Your AI App May Already Be Obsolete
(And you'd never know)
Someone built your AI app on a specific model. That model had a name, a price, and a set of capabilities that felt impressive the day the contract was signed. Then a better model came out. And your app didn't change.
This is not a hypothetical. It is the default state of most AI applications in production today.
The intelligence is frozen at the day it was built. The vendor moved on. You didn't.
The architecture decision nobody talks about
A well-built AI application treats the model as a config value, not a hardcoded dependency. The model name lives in a single place — an environment variable, a settings file, an admin panel. Swapping it requires changing one line. Testing the new model takes minutes.
A poorly built application weaves the model assumption into every layer. The prompts, the parsing logic, the error handling — all calibrated to one specific model's quirks. When a better model arrives, the upgrade is not a config change. It is a project.
Most applications are the second kind. Most clients don't know what to ask.
"The model is not the product. The judgment embedded in how you use it is."

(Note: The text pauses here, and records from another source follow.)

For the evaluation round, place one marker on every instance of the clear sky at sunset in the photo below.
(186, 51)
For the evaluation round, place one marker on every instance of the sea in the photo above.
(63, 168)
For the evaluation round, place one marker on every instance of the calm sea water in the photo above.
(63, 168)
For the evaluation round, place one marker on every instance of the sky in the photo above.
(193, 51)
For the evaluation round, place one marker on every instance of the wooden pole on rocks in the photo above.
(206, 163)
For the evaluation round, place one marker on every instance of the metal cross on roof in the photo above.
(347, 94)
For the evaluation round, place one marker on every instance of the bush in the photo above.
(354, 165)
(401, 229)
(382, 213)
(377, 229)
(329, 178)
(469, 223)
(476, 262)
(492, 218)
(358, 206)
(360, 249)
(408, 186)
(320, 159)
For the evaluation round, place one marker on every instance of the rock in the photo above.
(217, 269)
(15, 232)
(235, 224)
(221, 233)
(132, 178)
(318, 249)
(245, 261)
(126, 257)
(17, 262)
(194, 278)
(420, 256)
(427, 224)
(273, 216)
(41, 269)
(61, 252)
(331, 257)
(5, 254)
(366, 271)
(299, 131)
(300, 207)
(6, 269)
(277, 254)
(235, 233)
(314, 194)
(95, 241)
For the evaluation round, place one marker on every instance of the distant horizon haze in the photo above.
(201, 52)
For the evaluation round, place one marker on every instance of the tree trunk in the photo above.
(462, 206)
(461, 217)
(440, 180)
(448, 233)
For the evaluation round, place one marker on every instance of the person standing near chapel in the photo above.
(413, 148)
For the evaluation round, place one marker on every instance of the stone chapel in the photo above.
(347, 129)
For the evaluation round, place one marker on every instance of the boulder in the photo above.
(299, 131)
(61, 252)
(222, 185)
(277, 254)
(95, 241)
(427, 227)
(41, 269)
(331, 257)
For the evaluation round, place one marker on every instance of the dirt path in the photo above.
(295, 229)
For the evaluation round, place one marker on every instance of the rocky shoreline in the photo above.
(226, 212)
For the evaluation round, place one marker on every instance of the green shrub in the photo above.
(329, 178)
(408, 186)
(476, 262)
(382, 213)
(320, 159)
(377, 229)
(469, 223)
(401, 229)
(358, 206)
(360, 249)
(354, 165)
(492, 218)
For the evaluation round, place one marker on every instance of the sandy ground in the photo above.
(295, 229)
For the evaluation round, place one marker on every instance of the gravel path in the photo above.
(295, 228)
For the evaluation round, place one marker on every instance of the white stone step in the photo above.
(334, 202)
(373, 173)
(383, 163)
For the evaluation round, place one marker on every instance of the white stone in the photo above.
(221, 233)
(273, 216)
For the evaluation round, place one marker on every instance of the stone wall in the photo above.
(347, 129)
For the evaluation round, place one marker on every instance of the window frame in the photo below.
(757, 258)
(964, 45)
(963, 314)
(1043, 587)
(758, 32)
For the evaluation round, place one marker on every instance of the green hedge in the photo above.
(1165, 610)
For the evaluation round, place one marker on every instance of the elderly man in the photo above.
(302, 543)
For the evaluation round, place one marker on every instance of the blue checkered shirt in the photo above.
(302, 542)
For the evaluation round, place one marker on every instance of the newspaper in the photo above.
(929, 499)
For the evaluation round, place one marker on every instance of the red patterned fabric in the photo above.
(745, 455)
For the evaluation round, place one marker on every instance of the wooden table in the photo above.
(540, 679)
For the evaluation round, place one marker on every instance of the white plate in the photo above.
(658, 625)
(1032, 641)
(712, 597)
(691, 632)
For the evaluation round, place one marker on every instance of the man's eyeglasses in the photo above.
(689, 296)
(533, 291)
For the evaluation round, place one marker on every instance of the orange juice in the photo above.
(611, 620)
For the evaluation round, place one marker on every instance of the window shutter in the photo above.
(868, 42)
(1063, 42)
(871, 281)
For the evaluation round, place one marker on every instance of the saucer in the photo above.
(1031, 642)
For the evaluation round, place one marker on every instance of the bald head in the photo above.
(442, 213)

Two models are better than one
There is a second principle that experienced builders use: distribute the load. Routine tasks — extraction, classification, formatting — run on a fast, inexpensive model. High-stakes decisions — validation, judgment calls, edge cases — escalate to a more capable one.
This keeps costs predictable and quality high. It also makes the system resilient: if one model changes its pricing or availability, the other absorbs the load while you adapt.
A rigid single-model architecture gives you neither flexibility nor leverage.
What to ask your developer
You don't need to understand transformers or token pricing. You need to ask one question: if a better model comes out next month, how long does it take to switch?
If the answer is "a few minutes," your app is built well. If the answer involves estimates, sprints, or risk assessments — you are already behind.
The AI landscape moves in weeks. Your application architecture should too.